Вначале мы полагали, что будем вести, пусть достаточно радикальную, но все же корректировку. Теперь, осмыслив сочетание двух императивов, понимаем: уходит прежний предмет перестройки, идет поиск предмета нового. Еще раз подчеркну: нужно искать его, но избегая путаницы. Нам не революция нужна. Революция в коренных своих свершениях не знает компромисса, она беспощадна. А сейчас нам показан именно компромисс! Он необходим. Пусть жесткий, но компромисс!..

Думаю, кстати, что демократы избирают здесь чересчур легкий путь, выводя гигантские множества людей на улицы и площади. Я думаю, что путь должен быть другой. Мне кажется, этот путь — «круглый стол».

А. К. Но разве Съезд народных депутатов это не «круглый стол»?

М. Г. Съезд? Нет. Вообще говоря, вся наша политическая геометрия сейчас… какая-то скособочившаяся. Съезд ведь в сущности не нужен… А по составу он, мне кажется, просто отражает пройденный этап. Нет, тут нужно что-то другое. Я и определяю это как «круглый стол». А в нем или, лучше сказать, за ним рукводители государства, Верховный Совет — его большинство и меньшинство, демократические движения, национальные фронты и стачечные комитеты. Я полагаю, что если этот «круглый стол» возможен, то все должны быть на равных началах, без всяких ультиматумов и даже без предварительной повестки дня. Если бы люди сели за стол, я бы считал это гигантским шагом вперед. Пусть это будет Ноев ковчег, но пусть он будет. И пусть во время «круглого стола» все его участники возьмут на себя добровольные обязательства: пока идет «круглый стол», никаких прямых акций, скажем, — забастовок, шествий, митингов; пусть все подождут, пока мы разговариваем, и пусть наш разговор слышит весь Союз. Возможно, вы усмехнетесь и скажете, что я идеалист. Да, это так, вы знаете, если бы у меня были силы, я бы, пожалуй, основал движение «новых идеалистов». Сейчас весь мир невероятно благожелателен к нам. Кажется, Кондрашов недурно назвал это «просвещенным эгоизмом», хотя подобная позиция больше, чем «эгоизм». Формируется новое мировое сознание; уже очевидно, что, если ты сам хочешь сохраниться, «вложись» в беды других. И это говорят уже не левые, не истинные социалисты, не последователи Маркса, а ведущие государственные деятели, в том числе — консервативного толка. Ведь ясно же: озоновую дыру в одиночку не закроешь и если Бразилии, скажем, не помочь выпутаться из ее бед, она уничтожит всю Амазонку. То есть начинают действовать новые формы. Для нас выход из положения, я убежден, состоит в том, что мы должны как можно скорее стать равной, полноправной, всеми признанной частью мирового сообщества.
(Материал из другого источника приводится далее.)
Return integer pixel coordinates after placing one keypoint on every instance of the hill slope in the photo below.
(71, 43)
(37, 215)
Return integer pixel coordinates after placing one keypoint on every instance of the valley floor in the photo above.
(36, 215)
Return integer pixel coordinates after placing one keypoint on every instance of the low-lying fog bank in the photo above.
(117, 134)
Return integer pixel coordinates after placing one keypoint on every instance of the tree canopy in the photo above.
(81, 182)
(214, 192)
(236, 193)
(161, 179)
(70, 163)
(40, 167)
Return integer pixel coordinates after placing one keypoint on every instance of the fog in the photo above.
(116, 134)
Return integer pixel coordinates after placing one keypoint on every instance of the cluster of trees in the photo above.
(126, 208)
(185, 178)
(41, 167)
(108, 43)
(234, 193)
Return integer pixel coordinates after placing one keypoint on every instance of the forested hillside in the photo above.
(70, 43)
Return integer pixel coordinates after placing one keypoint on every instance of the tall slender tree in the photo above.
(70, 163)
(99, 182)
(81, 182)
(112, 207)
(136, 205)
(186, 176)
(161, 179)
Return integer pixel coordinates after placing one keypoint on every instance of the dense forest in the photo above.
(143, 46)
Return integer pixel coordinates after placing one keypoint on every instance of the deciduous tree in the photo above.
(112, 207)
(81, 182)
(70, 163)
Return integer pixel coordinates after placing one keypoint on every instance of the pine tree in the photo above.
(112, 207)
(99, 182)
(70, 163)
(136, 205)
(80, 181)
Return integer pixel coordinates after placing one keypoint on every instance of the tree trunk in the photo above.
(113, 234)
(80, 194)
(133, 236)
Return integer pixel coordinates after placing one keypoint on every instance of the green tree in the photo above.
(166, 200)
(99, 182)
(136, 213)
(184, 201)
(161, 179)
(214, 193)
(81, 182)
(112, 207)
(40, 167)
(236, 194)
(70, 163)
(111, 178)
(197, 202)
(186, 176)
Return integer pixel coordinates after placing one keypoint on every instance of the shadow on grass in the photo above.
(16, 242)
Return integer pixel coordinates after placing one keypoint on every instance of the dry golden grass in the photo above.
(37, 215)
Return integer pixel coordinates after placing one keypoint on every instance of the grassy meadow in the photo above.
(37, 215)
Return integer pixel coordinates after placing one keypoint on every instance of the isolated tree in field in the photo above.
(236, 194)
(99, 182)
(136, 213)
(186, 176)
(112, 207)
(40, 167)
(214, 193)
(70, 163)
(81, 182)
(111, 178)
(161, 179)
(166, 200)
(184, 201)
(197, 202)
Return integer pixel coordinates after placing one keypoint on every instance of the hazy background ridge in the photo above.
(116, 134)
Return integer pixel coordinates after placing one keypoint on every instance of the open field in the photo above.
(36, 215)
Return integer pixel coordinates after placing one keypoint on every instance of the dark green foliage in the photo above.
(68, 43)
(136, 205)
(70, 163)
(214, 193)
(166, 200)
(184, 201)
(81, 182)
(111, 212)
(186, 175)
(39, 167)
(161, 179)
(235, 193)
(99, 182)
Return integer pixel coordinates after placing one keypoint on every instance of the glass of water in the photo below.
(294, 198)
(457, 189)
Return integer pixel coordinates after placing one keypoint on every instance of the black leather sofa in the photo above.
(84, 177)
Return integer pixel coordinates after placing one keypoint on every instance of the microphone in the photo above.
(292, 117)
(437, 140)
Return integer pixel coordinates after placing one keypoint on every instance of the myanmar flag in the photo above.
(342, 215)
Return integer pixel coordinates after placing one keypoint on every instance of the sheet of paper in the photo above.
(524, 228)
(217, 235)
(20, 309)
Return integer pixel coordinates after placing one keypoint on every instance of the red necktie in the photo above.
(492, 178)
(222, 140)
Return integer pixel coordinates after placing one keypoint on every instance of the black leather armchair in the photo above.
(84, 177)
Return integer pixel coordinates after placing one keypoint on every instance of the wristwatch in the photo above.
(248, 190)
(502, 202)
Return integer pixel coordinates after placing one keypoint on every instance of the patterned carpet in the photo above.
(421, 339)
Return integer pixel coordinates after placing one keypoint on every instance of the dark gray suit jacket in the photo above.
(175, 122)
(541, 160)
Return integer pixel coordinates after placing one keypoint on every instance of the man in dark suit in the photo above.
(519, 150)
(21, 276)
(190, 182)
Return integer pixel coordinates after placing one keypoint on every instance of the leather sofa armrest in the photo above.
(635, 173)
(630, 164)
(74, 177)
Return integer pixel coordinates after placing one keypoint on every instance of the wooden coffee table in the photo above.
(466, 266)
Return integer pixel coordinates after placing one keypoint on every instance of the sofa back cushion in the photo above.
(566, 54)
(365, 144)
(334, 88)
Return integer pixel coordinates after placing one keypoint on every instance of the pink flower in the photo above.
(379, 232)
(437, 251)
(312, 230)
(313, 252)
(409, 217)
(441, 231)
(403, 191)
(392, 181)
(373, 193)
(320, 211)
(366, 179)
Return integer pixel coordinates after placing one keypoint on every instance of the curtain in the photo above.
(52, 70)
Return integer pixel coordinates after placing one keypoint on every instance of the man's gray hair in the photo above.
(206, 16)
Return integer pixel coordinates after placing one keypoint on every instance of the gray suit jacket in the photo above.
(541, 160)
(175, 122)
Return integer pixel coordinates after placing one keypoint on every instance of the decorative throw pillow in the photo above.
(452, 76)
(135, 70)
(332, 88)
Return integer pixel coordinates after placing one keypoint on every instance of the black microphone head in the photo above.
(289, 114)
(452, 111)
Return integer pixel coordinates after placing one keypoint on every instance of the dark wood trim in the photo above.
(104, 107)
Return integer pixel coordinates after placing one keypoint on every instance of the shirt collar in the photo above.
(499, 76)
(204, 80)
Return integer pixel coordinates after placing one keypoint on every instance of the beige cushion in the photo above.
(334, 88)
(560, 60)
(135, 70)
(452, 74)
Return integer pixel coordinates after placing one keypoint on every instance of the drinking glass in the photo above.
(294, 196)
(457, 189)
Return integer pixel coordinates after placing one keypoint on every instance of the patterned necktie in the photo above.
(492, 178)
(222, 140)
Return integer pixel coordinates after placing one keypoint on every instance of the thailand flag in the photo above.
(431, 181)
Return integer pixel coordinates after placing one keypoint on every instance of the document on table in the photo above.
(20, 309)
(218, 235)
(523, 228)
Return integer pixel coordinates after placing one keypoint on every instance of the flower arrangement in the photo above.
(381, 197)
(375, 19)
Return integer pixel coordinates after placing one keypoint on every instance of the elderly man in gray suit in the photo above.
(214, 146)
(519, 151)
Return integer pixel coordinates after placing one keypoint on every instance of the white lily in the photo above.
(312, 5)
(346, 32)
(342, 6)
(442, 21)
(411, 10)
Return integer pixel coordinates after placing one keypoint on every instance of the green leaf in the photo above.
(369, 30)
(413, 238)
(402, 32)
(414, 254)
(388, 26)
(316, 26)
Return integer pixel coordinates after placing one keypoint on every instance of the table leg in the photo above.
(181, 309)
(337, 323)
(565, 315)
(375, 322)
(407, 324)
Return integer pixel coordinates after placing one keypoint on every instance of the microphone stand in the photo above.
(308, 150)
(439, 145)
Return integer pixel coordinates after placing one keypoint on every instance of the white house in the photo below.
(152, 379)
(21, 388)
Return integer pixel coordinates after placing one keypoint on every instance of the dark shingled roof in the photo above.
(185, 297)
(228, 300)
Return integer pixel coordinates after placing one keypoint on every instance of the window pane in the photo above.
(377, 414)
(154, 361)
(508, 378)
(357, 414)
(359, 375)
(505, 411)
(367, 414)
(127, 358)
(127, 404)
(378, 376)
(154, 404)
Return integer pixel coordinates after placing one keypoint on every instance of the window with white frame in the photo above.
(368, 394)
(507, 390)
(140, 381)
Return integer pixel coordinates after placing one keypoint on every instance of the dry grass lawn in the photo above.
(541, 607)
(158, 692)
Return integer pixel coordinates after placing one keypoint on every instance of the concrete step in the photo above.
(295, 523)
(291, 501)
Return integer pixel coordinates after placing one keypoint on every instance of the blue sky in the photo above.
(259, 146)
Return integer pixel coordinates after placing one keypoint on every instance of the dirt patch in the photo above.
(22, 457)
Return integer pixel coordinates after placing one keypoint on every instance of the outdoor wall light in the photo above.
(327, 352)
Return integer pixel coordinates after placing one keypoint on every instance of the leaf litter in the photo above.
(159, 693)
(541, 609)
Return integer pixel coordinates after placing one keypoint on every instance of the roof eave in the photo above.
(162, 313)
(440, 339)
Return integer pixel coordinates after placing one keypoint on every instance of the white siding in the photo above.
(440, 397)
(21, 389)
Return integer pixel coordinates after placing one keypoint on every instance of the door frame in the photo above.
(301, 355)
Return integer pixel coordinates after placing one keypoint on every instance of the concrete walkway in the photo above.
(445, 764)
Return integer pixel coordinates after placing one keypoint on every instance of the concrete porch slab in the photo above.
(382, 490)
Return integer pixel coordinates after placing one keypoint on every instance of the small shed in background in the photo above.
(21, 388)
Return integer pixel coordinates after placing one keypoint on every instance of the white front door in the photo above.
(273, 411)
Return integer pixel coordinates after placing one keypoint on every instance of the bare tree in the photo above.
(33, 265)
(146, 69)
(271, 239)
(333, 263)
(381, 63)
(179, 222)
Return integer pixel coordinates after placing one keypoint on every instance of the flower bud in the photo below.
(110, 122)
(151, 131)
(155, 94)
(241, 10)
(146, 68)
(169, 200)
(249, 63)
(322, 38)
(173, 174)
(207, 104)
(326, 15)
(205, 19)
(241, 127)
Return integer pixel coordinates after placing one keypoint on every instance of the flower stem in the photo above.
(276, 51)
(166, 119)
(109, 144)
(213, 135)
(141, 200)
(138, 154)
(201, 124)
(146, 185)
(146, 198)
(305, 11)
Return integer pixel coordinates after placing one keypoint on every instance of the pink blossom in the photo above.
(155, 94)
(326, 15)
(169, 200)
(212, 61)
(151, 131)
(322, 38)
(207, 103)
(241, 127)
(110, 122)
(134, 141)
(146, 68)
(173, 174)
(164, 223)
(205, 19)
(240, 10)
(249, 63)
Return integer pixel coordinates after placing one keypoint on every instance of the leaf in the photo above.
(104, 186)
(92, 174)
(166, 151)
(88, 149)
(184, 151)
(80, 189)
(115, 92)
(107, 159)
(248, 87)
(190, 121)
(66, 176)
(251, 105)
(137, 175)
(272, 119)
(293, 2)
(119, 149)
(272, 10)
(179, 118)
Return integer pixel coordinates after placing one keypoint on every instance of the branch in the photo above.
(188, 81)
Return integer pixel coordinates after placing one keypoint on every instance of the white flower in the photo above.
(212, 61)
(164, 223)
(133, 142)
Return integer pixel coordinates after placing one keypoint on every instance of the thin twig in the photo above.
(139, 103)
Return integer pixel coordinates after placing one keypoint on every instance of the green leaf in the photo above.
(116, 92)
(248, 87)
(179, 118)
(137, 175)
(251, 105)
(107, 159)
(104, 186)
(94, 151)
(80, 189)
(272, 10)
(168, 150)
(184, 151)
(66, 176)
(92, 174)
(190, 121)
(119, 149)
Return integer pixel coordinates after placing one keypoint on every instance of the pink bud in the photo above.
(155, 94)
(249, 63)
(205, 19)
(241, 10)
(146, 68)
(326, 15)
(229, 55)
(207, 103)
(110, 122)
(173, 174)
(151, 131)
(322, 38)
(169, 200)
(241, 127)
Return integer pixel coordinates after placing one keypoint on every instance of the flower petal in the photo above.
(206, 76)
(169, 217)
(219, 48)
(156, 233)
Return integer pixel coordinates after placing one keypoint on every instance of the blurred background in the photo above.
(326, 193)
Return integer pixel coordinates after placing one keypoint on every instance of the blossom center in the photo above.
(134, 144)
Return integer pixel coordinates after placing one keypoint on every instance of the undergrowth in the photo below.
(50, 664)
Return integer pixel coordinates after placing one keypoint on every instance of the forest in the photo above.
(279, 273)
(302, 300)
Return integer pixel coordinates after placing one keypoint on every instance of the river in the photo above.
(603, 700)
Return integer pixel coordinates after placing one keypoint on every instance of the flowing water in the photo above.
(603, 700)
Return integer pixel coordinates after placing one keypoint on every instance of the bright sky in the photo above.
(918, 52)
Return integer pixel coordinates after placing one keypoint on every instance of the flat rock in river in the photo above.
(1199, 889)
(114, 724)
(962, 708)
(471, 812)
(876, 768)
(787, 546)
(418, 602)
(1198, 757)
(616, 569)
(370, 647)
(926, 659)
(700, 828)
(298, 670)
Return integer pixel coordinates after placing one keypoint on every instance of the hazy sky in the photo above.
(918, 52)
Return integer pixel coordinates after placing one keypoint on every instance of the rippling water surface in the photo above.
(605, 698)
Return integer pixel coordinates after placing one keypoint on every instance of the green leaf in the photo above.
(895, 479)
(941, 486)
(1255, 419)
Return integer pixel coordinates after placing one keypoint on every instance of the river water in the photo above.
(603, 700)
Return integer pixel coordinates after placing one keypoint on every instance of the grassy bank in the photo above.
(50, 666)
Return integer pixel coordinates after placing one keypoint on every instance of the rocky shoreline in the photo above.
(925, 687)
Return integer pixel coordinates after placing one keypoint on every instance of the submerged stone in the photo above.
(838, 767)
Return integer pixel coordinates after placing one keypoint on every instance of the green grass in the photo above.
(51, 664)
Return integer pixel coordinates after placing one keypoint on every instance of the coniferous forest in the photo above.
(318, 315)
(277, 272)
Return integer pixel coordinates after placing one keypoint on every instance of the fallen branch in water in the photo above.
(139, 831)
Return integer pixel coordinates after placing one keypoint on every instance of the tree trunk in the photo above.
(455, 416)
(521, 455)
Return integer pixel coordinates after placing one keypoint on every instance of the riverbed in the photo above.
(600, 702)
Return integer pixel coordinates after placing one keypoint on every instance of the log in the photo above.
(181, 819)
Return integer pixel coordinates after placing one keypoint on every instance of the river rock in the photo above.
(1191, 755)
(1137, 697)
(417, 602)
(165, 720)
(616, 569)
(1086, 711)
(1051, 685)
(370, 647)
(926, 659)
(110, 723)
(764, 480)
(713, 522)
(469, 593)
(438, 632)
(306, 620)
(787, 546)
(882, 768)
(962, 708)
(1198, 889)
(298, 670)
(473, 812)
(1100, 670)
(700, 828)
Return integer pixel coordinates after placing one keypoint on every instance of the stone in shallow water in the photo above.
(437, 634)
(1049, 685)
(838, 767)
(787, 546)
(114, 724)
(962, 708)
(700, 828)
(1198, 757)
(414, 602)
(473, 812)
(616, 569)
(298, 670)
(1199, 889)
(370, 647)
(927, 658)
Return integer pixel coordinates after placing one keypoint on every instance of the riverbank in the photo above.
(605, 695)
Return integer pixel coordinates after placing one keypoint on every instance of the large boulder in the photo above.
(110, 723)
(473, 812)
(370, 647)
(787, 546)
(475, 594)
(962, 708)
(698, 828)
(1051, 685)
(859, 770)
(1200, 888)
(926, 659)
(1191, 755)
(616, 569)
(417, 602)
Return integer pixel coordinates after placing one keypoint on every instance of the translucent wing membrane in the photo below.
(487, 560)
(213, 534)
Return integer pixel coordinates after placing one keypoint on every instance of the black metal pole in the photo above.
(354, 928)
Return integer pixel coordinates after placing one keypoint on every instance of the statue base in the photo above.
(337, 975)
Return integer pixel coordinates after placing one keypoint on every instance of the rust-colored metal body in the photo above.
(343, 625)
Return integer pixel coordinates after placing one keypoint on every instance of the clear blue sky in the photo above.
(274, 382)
А. К. Хорошо, Михаил Яковлевич, у каждого человека свое восприятие истории, у Куняева — одно, у Коротича — другое, у Роя Медведева, как выясняется, третье…

М. Г. Во-первых, я бы очень спокойно, но вместе с тем критически, отнесся к тому, что у людей, которых вы назвали, есть восприятие истории. Скорее всего, это не восприятие, а предуготовленный взгляд. Разве спрашивают они меня, вас или самих себя, что же такое происходило когда-то? Пытаются ли поставить себя на место живших в прошлом людей и прожить их жизни? Они заранее знают, какой балл поставить этому прошлому, знают, кто есть кто в этом прошлом, кто герой, кто антигерой. Если угодно, все знают наперед…

История не только допускает различные ее понимания, но она, можно сказать, только и жива, пока они есть.

Я убежден, что мы придем, наконец, к такой жизни, когда все человеческое существование будет строиться на культуре несовпадений, когда у людей появится потребность привести человеческий мир к многообразию неединства, «узаконить» его в этом бурном_ и противоречивом состоянии и вздохнуть, наконец, счастливо…

А. К. Что вы думаете о Ленине, Михаил Яковлевич?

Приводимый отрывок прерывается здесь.